As a recreational therapist working in a mental health facility, Hunt worked through the pandemic and found himself overwhelmed by the negativity and political polarization in the media. So when the George Floyd protests came around, he decided to get out his art supplies.

“For the first time I started putting how I was feeling about the news onto a piece of art,” he said in a recent interview at his home, flanked by guitars, ukuleles and his own paintings. “And I remembered, oh yeah, that’s what that feels like to get out something that’s ticking you off and putting it on paper and just trying to work it out.”

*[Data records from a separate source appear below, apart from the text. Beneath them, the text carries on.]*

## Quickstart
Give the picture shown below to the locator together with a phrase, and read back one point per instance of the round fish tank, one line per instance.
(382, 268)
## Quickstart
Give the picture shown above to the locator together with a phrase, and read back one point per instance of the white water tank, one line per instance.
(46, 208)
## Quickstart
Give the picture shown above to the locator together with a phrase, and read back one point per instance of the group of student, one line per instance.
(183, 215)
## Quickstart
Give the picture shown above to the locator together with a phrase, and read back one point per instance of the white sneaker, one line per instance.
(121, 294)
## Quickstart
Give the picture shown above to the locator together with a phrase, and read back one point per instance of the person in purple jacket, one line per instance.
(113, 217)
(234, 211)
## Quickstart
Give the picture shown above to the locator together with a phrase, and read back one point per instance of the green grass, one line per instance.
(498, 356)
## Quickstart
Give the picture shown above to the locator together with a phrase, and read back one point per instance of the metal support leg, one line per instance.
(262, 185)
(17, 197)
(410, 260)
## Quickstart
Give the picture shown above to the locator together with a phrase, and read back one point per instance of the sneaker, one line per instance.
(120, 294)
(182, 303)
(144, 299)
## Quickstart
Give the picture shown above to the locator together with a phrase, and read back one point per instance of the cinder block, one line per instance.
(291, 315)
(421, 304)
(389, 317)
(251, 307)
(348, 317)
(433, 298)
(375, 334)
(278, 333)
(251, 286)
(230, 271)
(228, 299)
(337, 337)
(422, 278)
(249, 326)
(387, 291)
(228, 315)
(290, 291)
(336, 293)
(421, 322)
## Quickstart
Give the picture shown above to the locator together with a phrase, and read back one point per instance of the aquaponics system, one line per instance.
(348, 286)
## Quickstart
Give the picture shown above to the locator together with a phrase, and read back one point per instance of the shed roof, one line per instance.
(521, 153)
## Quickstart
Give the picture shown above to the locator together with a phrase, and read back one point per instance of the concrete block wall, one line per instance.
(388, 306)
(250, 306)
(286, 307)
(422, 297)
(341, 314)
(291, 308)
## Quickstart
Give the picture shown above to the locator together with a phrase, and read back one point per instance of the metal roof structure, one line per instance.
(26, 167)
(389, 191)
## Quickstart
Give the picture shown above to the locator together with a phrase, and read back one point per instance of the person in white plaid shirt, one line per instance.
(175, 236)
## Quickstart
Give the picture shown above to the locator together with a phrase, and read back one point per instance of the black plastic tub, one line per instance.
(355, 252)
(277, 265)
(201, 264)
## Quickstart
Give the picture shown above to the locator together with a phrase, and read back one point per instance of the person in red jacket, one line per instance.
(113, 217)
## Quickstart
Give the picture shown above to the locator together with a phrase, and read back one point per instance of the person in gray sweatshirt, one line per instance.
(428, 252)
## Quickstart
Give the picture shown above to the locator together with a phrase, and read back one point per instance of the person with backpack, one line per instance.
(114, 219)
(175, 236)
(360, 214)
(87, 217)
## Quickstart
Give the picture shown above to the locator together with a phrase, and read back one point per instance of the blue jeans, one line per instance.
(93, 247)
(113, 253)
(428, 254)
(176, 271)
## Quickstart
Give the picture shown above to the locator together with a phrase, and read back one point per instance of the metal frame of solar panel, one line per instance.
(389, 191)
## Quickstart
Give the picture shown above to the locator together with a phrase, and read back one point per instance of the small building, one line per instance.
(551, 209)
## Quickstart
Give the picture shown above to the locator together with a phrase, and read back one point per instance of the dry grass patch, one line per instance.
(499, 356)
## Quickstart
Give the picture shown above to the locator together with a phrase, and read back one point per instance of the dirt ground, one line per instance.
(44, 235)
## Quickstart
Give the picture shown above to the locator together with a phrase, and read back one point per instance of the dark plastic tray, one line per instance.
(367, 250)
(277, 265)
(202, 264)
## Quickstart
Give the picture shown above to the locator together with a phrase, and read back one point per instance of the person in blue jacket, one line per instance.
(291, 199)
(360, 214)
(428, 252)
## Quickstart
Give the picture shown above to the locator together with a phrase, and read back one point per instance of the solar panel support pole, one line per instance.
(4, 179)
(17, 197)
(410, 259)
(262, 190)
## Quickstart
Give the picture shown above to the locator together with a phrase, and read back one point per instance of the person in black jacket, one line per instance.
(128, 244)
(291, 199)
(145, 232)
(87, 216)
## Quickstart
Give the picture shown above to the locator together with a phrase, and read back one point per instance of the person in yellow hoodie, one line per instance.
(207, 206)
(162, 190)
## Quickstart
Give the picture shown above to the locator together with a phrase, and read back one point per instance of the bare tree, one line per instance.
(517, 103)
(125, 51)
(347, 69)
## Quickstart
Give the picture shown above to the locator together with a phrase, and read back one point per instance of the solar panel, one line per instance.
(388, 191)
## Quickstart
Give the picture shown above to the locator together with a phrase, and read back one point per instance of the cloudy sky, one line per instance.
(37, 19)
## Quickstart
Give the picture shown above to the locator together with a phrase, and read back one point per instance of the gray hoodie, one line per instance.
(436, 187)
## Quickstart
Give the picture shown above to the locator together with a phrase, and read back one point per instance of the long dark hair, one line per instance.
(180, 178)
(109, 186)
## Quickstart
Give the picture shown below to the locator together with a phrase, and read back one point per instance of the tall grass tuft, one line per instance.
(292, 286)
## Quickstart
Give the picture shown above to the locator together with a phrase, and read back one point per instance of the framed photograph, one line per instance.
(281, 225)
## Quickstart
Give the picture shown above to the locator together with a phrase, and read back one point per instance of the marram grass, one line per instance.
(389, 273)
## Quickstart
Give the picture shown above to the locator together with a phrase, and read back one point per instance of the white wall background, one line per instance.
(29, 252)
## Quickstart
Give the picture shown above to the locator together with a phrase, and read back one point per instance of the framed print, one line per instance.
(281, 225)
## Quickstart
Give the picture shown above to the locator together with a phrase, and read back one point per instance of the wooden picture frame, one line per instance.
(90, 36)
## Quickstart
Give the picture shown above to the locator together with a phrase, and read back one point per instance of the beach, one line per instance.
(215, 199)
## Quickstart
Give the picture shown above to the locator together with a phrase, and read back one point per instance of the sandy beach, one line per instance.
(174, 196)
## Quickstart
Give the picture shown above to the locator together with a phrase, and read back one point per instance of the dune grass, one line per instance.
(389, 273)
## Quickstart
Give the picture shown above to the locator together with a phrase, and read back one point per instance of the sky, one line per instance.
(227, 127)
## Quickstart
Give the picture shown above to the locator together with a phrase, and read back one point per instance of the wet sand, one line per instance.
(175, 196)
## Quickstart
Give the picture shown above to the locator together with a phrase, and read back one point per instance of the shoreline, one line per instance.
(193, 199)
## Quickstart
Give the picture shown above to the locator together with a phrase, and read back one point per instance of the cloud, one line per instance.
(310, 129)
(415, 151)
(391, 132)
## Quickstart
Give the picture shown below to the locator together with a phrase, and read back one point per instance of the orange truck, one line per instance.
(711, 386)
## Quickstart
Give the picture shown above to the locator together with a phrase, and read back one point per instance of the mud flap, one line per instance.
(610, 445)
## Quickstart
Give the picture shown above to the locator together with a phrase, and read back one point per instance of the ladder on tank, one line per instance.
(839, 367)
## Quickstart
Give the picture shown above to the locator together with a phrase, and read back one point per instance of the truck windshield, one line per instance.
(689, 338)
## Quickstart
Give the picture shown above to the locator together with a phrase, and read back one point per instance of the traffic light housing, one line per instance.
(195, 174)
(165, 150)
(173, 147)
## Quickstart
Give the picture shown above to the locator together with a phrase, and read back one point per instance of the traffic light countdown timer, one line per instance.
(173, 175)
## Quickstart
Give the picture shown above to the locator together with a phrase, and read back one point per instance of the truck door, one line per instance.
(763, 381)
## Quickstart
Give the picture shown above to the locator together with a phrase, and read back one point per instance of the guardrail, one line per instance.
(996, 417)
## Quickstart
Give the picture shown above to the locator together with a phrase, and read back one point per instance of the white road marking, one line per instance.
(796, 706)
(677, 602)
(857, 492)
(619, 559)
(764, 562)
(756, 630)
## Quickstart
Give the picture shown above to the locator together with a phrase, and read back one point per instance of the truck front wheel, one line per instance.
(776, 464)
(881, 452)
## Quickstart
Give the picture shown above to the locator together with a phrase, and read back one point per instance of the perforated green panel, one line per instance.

“Before that I really didn’t use art for emotional release or anything like that,” he said. “I probably did, but I just never thought about it.”

And that’s when he had an idea. What if he could help show other people how to get their feelings out creatively?

“I thought, what if there was a place in the community where anytime you felt like you needed to feel connected to people, you could show up and there’ll be somebody to see or something to do?”

So he started Merced Wellness Art Club, a free monthly meetup group at the MAC that provides a space to create art and combines it with discussions and lessons about mental health. They had their first meeting in January. The theme was “Slaying the Dragon” and revolved around confronting things that hold people back vs. things that they want to achieve in life.

Hunt brings more than ten years of experience in the mental health field to his project.

“Working in mental health facilities, I’ve started thinking like, hey we’re not solving all the problems here,” he said. “When they get checked into the facility, we’re definitely helping them out, but they need the community. A place where they can go and do something.”

In a lot of ways, Hunt’s idea is similar to the vision put forth by John F. Kennedy. In 1963, JFK signed a little-known law called the Community Mental Health Act. That act laid the groundwork for ending the practice of shoving mentally ill people into state hospitals and asylums — think “One Flew Over the Cuckoo’s Nest” — where they were separated from their families and often ignored and mistreated.

But it also envisioned a nationwide network of community mental health centers, where people suffering from mental illness could go and receive help in their own communities and still live among their own family and friends. Ultimately though, the project fell by the wayside due to a lack of political leadership. Only half of the centers were built and funding soon dried up even as state hospitals eliminated nearly all of their beds for mentally ill patients. With nowhere to go, many were forced into homelessness and others ended up in prison, a problem that still haunts us to this day.

And while Hunt’s idea is still getting off the ground, he has hopes that it could someday grow into something bigger.

“Eventually the goal would be to have a non-profit and run groups every single day. Have a drop-in art center and just be a fixture in the community where anybody can stop by,” he said. “But for now, it’s great if anybody comes.”

Their next meeting is this Sunday, Feb. 26, at 1:30 p.m. on the third floor of the MAC. The theme is “You Are Story,” about the stories that we tell ourselves about ourselves and how they impact our lives.